The second half of the workshop involved a group exercise. Given a post-Tsunami scenario replicating a Southern Indian village, each person was given a character/role and in increasingly larger groups of increasingly conflicting interests we had to identify and prioritise the top "needs" of the village.

Lesson learnt: Think positively - begin by grouping commonalities rather than shooting down anomalies.

The Land of Opportunity

Pakistan.

"... It all seems quite feasible in a land where a once corrupt, polo playing landowner awaiting trial in a prison cell, has recently experienced a miraculous change of fortune and now rules the country as president-elect.
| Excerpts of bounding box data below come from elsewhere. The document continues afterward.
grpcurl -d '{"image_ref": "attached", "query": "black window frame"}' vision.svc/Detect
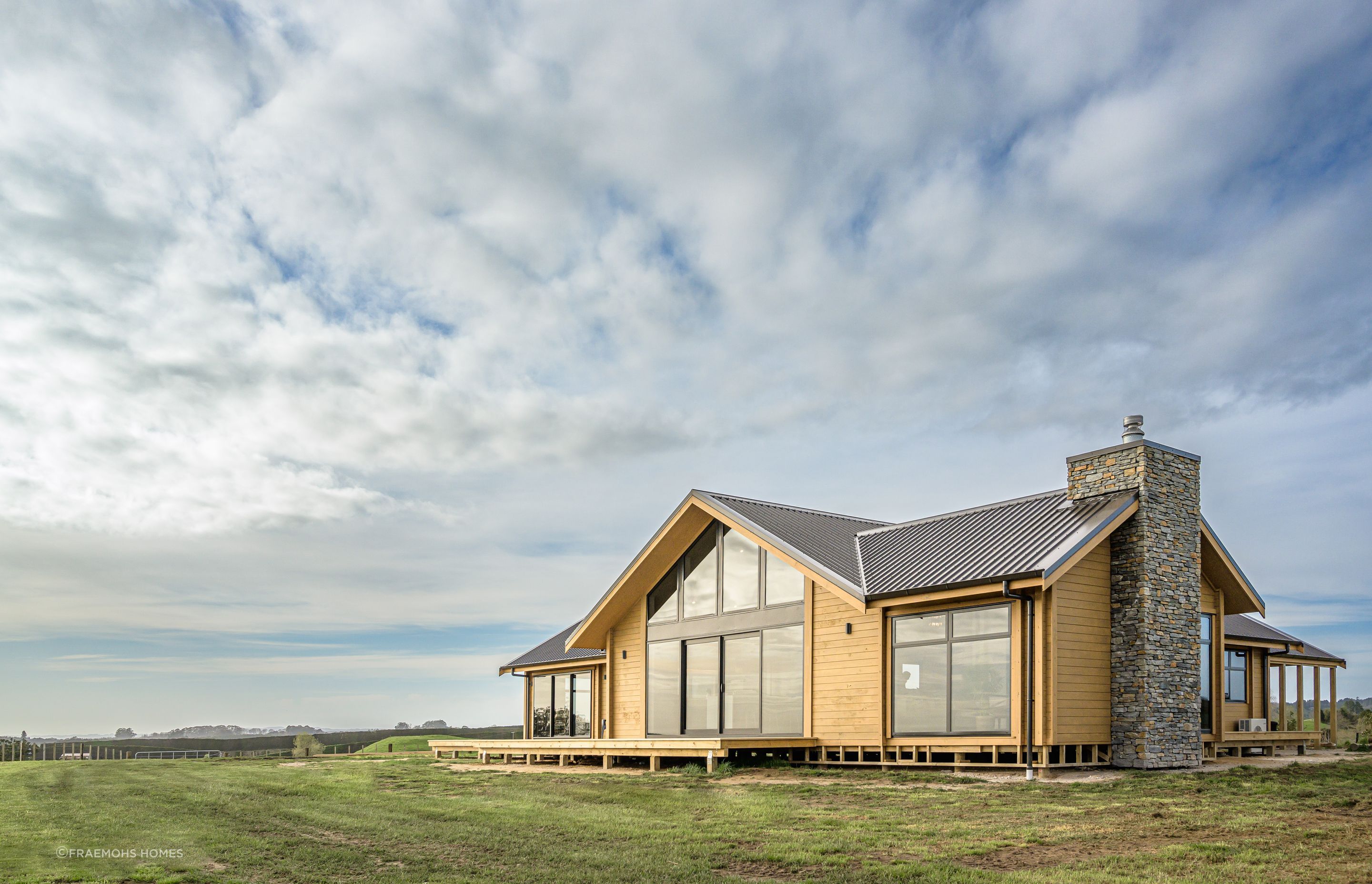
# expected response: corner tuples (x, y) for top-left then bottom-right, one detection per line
(644, 623), (806, 739)
(886, 603), (1015, 737)
(1198, 613), (1214, 733)
(646, 519), (806, 626)
(528, 669), (595, 740)
(1224, 648), (1252, 703)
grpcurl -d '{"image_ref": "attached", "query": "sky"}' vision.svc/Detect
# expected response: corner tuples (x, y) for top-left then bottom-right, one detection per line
(0, 0), (1372, 734)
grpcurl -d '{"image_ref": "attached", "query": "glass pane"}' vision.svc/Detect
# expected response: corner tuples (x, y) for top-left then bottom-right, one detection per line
(896, 613), (948, 645)
(952, 605), (1010, 638)
(553, 675), (572, 737)
(725, 529), (761, 612)
(647, 641), (682, 734)
(767, 553), (806, 605)
(534, 675), (553, 737)
(682, 526), (719, 616)
(952, 634), (1010, 733)
(1200, 634), (1214, 732)
(647, 564), (676, 623)
(892, 645), (948, 733)
(725, 634), (763, 730)
(763, 626), (806, 733)
(686, 638), (719, 732)
(572, 673), (591, 737)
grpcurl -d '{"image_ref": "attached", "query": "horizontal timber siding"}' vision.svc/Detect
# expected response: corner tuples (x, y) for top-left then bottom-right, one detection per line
(811, 585), (885, 744)
(609, 601), (646, 739)
(1048, 538), (1110, 743)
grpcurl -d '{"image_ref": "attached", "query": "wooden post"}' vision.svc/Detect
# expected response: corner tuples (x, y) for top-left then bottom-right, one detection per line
(1277, 663), (1286, 730)
(1310, 666), (1324, 745)
(1330, 666), (1339, 745)
(1295, 666), (1305, 733)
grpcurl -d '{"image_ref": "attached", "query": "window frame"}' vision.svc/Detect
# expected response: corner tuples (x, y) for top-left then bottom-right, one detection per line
(1224, 648), (1252, 703)
(1198, 613), (1214, 733)
(886, 601), (1017, 737)
(528, 669), (595, 740)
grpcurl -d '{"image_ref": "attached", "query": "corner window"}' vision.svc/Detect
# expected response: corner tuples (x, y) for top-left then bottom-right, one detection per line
(530, 673), (591, 737)
(1224, 651), (1249, 703)
(890, 605), (1010, 736)
(1200, 613), (1214, 733)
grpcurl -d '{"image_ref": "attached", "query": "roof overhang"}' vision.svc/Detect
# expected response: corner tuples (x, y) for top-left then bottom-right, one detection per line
(1200, 516), (1268, 616)
(499, 655), (605, 675)
(566, 492), (864, 651)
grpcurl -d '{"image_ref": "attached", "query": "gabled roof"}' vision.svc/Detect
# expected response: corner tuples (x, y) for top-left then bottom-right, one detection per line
(501, 621), (605, 675)
(694, 492), (890, 589)
(855, 489), (1138, 599)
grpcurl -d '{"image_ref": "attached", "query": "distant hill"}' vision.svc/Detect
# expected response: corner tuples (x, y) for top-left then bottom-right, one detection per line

Many people here aren't as lucky..."


(Source: Article entitled 'Glimpses of the Punjab' by Tahseen Chaudhry found in the April 2009 issue of 'emel - the muslim lifestyle magazine')

Couldn't have said it better myself.

Monday, 6 April 2009

Win/Win

"Win/Win is a belief in the Third Alternative. It's not your way or my way; it's a better way, a higher way."

"Competition, not cooperation, lies at the core of the educational process. Cooperation, in fact, is usually associated with cheating."

"With 'No Deal' as an option, you can honestly say, 'I only want to go for Win/Win. I want to win, and I want you to win...'."

(Source: 'The 7 Habits of Highly Effective People')

The above advice is for settings of interdependency. Cooperate to create interdependency.

The alternatives: "Win/Lose" ("I get my way; you don't get yours"), "Lose/Win" ("Go ahead. Have your way with me"), "Lose/Lose" ("We both lose"), "Win" ("I secure my own ends - and leave it to you to secure yours").